A little further along was Marae Titiroa that had been restored in 1969. The marae’s small platform or ahu was a sacred area reserved for gods. It was here people offered tubers, fish, dogs, and pigs and prayed to their gods, many of who were deified ancestors.

The stone slabs sticking up in the middle of the marae were backrests for participants of honor. 

Just a hundred yards or so from Marae Titiroa was a long council platform or tahua that would have been located within a large ceremonial complex. The platforms were used as assembly places on which chiefs, priests, and warriors held councils or meetings and discussed political, religious, and social issues concerning the life of the community.

A short walk further into the forest were two smaller marae surrounded by towering Tahitian chestnut or mape trees. 

The most evocative temple was the four-tiered Marae Ahu o Mahine a little deeper into the forest.

I read that the young leaves of this fragrant ornamental plant were used as perfumes and, when food was scarce in olden times, it was cooked and eaten after being soaked in water.

About our only companions on the trail to the marae were a number of roosters!

The nahe or giant fern:

The multipurpose ti’a’iri or candlenut tree was used as as a slow-burning light for ancient Polynesians; its black soot was used as tattoo ink; its fruit was a diuretic; and its bark for sore throats. Next month Steven and I will be traveling to Hawaii for three weeks. I wonder if we’ll see any necklaces there fashioned from candlenut shells that have been blackened in mud and then polished!

Several hundred yards up the hill were some stone archery platforms. This is where kneeling nobles once competed to see who could shoot an arrow the furthest. The bows and arrows, however, were never used in warfare. 

Archery was reserved for the male elite chiefs, warriors, and landowners. The aim was to shoot further than 240 meters in a carefully cleared shooting corridor. After the arrow was shot, young men stationed on treetops on each side of the corridor would shout, signaling the arrow had just passed by. Several judge-referees would announce the result by waving flags.

The marae near the archery platform was thought to honor the god of archery. 

Yikes, this tree with its very twisted branches and pointed leaves was called a reva or suicide tree because its fruit looked like mangoes but contained a violent poison. It was said to have medicinal and magical properties and also used in rituals. 

After exploring a good chuck of the valley’s archaeological area.
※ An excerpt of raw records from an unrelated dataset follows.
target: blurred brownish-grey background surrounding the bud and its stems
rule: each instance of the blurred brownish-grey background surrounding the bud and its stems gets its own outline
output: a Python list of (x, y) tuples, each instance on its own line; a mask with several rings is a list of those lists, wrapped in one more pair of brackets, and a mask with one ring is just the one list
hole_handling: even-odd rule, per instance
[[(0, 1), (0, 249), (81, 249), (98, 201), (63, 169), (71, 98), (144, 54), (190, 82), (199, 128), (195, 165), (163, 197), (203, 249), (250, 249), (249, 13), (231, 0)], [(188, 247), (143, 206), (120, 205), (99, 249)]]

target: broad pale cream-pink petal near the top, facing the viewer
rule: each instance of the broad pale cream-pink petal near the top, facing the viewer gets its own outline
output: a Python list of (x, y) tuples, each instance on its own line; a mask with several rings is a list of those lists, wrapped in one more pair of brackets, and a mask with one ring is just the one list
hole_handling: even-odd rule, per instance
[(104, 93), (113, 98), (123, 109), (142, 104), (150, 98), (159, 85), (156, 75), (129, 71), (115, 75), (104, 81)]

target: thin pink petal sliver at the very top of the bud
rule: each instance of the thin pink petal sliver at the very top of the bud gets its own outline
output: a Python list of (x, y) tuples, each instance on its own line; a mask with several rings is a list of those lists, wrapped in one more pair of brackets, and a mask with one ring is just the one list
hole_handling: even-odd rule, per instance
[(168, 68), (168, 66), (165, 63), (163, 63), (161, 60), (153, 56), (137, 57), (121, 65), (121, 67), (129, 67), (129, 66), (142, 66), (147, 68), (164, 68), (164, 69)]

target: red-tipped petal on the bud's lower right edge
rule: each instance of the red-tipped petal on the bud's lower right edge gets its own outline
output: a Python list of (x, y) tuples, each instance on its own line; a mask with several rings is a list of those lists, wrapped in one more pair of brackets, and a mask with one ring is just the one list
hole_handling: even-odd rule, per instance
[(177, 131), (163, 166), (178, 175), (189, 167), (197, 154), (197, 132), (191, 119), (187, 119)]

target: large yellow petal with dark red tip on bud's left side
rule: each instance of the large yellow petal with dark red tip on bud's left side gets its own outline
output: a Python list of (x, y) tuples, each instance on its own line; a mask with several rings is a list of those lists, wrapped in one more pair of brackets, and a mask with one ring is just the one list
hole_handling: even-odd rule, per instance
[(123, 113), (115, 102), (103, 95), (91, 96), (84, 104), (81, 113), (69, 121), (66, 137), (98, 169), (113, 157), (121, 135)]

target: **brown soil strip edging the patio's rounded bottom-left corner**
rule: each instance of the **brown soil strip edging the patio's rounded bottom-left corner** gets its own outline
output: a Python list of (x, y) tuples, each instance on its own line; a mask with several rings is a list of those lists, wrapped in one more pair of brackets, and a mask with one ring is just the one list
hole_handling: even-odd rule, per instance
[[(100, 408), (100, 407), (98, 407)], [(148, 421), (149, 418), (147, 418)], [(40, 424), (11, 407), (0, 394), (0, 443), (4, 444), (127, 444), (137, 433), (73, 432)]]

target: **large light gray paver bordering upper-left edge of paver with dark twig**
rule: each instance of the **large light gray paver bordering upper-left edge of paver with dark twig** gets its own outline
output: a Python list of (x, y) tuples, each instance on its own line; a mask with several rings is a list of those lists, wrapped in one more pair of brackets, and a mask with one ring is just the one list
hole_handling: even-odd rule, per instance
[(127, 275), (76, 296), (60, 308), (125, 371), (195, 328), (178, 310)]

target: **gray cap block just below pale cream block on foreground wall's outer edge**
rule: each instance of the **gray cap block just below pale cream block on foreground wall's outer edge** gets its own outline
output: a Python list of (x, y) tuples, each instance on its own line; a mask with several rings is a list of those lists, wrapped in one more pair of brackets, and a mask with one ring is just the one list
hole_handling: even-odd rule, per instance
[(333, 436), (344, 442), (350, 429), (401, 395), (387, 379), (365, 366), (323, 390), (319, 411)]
I could now appreciate how the valley offered both scholars and visitors alike the opportunity to understand 700 years of Ma’ohi cultural heritage and their interactions with the natural environment!

From the archaeological area, the winding road rose sharply for a mile until we reached Opunohu Lookout. If there’s a more stunning view in all of French Polynesia than this lookout near the geographical center of Moorea, I don’t think we managed to find it in three weeks touring the islands of Huahine, Raiatea, Bora Bora, and lastly Moorea here!
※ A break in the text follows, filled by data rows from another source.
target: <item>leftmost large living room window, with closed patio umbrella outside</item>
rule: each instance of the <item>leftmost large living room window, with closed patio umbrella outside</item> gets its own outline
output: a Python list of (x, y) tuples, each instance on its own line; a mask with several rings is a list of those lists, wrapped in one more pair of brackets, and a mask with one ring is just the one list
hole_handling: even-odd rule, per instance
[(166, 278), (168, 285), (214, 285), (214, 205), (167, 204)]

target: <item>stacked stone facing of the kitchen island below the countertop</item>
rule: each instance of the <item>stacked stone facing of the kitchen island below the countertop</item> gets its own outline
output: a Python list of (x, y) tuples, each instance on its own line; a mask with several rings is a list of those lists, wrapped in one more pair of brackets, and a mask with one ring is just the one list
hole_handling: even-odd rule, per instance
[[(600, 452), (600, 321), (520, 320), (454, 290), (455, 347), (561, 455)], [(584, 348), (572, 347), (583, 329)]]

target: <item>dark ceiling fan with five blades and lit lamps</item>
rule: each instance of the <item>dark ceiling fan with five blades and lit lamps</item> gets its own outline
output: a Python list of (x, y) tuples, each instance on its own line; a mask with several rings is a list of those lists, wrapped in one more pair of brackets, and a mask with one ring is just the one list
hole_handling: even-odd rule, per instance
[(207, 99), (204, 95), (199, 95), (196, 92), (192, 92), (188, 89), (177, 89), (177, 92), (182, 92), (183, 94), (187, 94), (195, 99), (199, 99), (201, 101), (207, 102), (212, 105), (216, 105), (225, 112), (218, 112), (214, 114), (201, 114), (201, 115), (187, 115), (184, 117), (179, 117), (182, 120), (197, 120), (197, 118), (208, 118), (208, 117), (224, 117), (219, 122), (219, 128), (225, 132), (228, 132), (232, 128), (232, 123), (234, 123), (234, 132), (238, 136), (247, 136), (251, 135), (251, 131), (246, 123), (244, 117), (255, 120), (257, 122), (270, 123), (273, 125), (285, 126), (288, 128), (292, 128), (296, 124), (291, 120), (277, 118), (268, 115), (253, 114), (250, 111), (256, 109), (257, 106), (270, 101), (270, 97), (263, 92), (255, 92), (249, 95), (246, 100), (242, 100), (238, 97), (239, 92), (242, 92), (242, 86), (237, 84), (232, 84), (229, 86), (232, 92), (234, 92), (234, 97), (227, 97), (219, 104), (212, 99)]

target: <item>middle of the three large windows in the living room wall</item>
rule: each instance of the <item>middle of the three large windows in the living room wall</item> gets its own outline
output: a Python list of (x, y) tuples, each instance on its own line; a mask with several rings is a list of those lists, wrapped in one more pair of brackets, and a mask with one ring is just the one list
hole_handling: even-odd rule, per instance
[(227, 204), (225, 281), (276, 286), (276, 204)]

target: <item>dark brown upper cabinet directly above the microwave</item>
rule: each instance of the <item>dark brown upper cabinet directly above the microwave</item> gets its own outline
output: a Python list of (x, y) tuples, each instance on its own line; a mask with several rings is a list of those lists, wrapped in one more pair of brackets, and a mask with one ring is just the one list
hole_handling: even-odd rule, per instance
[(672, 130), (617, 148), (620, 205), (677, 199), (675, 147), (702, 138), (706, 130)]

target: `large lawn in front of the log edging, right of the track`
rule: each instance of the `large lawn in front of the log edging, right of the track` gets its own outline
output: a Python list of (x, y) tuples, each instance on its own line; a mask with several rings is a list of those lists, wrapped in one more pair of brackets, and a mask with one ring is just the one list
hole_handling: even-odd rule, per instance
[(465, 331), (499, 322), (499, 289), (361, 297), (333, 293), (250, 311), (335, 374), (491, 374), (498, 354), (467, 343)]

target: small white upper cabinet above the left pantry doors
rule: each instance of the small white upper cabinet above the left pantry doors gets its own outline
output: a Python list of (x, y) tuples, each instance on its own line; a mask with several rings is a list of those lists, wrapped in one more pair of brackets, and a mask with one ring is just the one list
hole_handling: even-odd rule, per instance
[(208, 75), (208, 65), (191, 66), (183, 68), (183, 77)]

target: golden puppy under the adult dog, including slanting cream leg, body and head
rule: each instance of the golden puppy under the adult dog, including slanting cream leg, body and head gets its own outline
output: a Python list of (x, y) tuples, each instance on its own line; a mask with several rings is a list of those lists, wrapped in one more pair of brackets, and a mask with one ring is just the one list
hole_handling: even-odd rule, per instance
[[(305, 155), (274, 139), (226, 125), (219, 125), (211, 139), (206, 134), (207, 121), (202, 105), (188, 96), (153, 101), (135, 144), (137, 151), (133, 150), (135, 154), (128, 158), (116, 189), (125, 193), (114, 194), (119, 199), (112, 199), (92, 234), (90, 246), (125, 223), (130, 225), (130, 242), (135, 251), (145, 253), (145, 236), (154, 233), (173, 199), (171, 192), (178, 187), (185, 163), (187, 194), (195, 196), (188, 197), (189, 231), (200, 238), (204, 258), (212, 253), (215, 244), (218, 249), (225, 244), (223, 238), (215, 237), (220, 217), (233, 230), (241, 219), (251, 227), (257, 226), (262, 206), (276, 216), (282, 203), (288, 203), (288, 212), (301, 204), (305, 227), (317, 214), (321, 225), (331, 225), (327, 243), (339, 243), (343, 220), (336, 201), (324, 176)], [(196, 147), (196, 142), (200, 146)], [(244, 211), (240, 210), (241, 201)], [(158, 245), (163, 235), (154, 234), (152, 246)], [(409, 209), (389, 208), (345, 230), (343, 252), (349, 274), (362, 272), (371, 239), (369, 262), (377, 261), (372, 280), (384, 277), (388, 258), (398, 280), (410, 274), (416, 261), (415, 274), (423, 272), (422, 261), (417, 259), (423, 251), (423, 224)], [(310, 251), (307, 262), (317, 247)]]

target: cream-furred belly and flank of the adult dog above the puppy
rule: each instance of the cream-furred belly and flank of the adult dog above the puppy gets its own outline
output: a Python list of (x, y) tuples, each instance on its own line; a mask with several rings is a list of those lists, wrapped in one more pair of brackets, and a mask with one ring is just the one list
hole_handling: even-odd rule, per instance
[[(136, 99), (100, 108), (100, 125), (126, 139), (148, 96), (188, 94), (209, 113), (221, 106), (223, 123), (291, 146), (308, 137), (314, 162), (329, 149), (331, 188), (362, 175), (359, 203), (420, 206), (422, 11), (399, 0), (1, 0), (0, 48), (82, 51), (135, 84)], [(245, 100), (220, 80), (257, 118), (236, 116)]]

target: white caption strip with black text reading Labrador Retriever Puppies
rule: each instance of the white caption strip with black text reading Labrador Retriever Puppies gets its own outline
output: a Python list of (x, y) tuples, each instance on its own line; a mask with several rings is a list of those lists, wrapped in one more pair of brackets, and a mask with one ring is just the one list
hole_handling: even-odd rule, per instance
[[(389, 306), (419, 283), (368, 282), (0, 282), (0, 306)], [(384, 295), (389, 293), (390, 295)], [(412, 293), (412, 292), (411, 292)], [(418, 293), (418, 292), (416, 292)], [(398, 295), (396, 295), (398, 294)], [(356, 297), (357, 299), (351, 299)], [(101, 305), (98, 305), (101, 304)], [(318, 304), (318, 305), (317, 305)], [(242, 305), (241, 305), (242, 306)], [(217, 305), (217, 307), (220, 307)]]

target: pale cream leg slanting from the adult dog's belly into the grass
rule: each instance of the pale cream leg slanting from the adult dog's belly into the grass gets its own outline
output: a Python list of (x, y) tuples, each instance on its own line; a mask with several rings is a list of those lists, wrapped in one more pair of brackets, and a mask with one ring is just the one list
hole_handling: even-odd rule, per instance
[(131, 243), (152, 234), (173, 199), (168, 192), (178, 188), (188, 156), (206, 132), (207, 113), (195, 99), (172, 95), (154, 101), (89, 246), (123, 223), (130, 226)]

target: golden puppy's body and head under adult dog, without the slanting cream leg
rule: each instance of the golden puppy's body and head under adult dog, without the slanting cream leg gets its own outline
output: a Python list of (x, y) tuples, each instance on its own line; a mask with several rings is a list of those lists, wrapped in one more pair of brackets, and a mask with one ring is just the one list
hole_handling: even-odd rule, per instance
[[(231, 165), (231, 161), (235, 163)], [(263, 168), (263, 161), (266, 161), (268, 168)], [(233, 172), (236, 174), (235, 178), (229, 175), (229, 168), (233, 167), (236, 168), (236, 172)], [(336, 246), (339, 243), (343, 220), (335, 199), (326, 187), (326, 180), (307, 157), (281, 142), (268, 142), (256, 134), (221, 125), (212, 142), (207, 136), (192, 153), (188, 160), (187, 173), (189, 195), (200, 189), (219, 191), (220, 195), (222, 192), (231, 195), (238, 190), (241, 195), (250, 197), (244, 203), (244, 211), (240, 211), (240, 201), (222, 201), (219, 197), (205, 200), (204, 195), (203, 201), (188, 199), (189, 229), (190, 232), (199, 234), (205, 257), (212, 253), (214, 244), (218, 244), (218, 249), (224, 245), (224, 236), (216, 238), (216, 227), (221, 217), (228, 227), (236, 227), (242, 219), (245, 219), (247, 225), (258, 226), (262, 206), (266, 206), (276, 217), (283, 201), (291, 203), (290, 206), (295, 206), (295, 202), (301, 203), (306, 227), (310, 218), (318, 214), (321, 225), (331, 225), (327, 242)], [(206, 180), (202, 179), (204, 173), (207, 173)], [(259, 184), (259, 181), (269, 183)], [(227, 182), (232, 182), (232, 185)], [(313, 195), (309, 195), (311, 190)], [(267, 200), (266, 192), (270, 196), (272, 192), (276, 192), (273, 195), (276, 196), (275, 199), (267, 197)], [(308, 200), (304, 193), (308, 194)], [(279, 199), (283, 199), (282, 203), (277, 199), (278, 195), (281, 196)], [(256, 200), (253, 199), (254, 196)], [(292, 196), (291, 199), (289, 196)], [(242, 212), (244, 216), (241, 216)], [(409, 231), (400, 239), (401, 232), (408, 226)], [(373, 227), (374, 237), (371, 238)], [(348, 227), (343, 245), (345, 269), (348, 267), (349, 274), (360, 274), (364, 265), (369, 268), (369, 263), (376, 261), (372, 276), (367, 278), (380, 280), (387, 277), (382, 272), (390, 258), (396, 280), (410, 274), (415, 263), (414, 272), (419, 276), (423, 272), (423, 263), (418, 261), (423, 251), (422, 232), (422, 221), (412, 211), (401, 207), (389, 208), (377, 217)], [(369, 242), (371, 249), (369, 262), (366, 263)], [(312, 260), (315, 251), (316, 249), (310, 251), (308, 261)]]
899-meter-high Roto Nui was once the central core of an island that was once three times as high as it is now. 

From the lookout we had an OMG view of Cook’s Bay!

My hair was extra-curly that day because of all the humidity.
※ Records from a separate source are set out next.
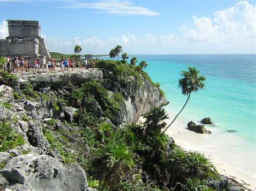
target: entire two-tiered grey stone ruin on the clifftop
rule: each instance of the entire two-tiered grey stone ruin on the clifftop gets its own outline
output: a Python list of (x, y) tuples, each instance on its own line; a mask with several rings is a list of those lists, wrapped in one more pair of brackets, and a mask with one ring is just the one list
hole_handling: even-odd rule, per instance
[(50, 58), (50, 53), (41, 38), (41, 27), (34, 20), (8, 20), (9, 37), (0, 39), (0, 55), (19, 56), (24, 59)]

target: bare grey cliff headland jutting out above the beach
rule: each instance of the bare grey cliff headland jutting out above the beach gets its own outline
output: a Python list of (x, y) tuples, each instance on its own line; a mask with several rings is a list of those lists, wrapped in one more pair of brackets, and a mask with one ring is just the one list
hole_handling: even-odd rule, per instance
[[(105, 74), (105, 72), (104, 72)], [(111, 119), (118, 127), (127, 122), (137, 122), (139, 117), (145, 115), (153, 107), (163, 107), (169, 101), (162, 96), (157, 87), (152, 86), (149, 80), (142, 84), (135, 77), (130, 76), (126, 87), (119, 81), (107, 81), (105, 88), (113, 92), (120, 92), (124, 97), (122, 109), (120, 109)]]

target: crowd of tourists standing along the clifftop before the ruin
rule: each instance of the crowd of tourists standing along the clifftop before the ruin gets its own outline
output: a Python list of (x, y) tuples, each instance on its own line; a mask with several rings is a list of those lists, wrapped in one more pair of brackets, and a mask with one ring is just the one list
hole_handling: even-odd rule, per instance
[(40, 70), (42, 70), (42, 72), (47, 72), (47, 67), (48, 72), (52, 72), (53, 70), (55, 70), (55, 68), (60, 68), (61, 72), (71, 69), (74, 70), (75, 68), (94, 69), (95, 59), (93, 59), (92, 63), (90, 63), (89, 60), (86, 59), (75, 61), (75, 59), (64, 58), (62, 60), (56, 61), (55, 59), (51, 58), (48, 61), (46, 61), (46, 63), (44, 63), (44, 61), (39, 60), (39, 58), (30, 60), (24, 59), (22, 55), (20, 55), (19, 57), (7, 56), (4, 69), (7, 70), (9, 73), (23, 73), (30, 71), (39, 72)]

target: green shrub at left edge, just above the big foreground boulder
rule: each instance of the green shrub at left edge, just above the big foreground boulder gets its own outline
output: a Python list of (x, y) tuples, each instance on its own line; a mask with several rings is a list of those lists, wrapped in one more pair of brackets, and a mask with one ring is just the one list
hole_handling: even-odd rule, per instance
[(25, 140), (22, 135), (10, 128), (9, 123), (0, 123), (0, 152), (5, 152), (24, 144)]

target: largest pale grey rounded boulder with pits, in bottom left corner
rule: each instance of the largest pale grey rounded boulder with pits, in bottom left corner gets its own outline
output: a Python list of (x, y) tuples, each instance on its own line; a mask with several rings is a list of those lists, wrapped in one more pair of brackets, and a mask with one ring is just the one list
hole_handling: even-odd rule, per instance
[(64, 165), (48, 155), (25, 154), (12, 158), (0, 171), (13, 190), (86, 190), (84, 170)]

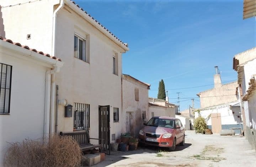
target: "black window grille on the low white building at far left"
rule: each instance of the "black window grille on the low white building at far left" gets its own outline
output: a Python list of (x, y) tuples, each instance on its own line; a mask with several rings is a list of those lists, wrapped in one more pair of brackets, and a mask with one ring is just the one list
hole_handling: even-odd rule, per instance
[(12, 66), (0, 63), (0, 114), (10, 113)]

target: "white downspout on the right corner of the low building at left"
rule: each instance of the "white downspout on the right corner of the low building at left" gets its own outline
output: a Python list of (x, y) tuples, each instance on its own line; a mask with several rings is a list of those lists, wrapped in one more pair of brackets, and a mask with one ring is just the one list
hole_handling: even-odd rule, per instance
[[(60, 67), (58, 67), (57, 65), (54, 65), (54, 69), (46, 71), (45, 96), (44, 96), (44, 129), (43, 129), (44, 141), (46, 138), (48, 138), (48, 135), (50, 134), (50, 125), (53, 125), (53, 123), (50, 122), (51, 75), (54, 73), (58, 73), (59, 70), (60, 70)], [(55, 88), (52, 89), (52, 92), (53, 91), (55, 92)], [(53, 114), (53, 117), (54, 117), (54, 114)]]

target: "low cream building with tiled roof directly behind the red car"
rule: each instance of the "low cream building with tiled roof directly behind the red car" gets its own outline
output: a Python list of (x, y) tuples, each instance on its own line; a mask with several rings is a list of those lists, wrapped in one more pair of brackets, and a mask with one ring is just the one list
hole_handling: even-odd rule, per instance
[(149, 100), (148, 119), (150, 119), (153, 116), (175, 117), (175, 113), (177, 112), (177, 108), (178, 108), (178, 106), (176, 106), (175, 104), (171, 104), (165, 100), (151, 98), (151, 97), (149, 97), (148, 100)]

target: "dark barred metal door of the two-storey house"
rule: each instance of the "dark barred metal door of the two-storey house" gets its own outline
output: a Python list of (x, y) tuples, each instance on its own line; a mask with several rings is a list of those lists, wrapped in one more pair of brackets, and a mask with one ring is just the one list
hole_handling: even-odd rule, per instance
[(99, 138), (102, 152), (110, 154), (110, 106), (99, 106)]

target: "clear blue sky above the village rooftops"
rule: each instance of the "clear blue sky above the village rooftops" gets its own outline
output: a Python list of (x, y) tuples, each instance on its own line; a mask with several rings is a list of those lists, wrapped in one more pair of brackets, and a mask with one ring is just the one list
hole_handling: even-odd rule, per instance
[[(242, 19), (242, 0), (75, 2), (129, 44), (123, 73), (151, 84), (150, 97), (164, 79), (174, 103), (176, 92), (188, 98), (212, 88), (216, 65), (223, 82), (234, 81), (233, 56), (256, 46), (255, 18)], [(203, 85), (209, 86), (174, 90)], [(191, 104), (181, 100), (181, 110)]]

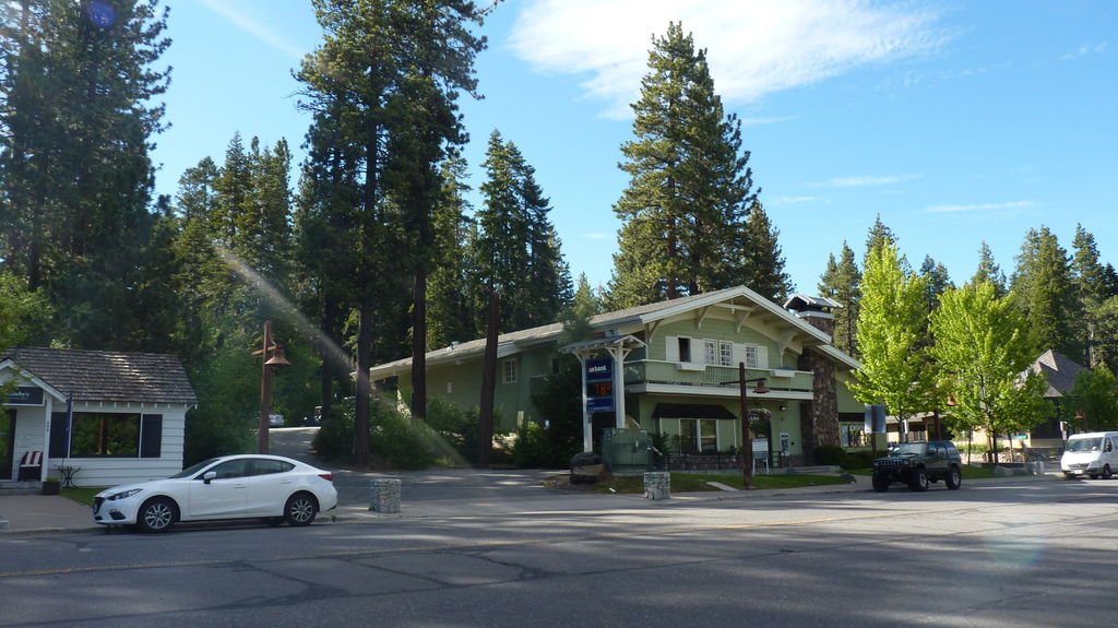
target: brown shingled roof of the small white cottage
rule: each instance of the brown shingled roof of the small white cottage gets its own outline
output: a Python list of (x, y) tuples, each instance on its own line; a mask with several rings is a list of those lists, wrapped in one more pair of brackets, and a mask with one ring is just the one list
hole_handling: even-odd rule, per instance
[(0, 355), (75, 401), (198, 403), (174, 355), (16, 348)]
Another night, another beautiful sunset – this one was from the Toatea Lookout.

The lookout high above the Sofitel Moorea resort honored the victims of a plane crash in which 20 people died in 2007 in the deep passage romantically called the Sea of the Moon between Tahiti and Moorea.

Next post: Exploring more of Moorea by car and jeep, the latter on Pineapple Road!

Posted on February 4th, 2022, from Phoenix, Arizona, as we welcomed our youngest who flew in today from Denver for his 30th birthday weekend.


2 thoughts on “12/18/21: Moorea’s Coco Beach & Many Marae!

  1. Aren’t those fan trees perfection?! When Steven and I were in Palm Springs, California about two weeks ago for several days, we happened to hike in a park that had the largest collection of California desert fan palm trees. A guide mentioned they were so old they would have been around with dinosaurs!

    Heading to Hawaii next month for three weeks where we should see more fan trees. I’ll make sure to let you both know if we do find any. Hope you’re enjoying Southern California while seeing your daughter. All the best to you and Michaela.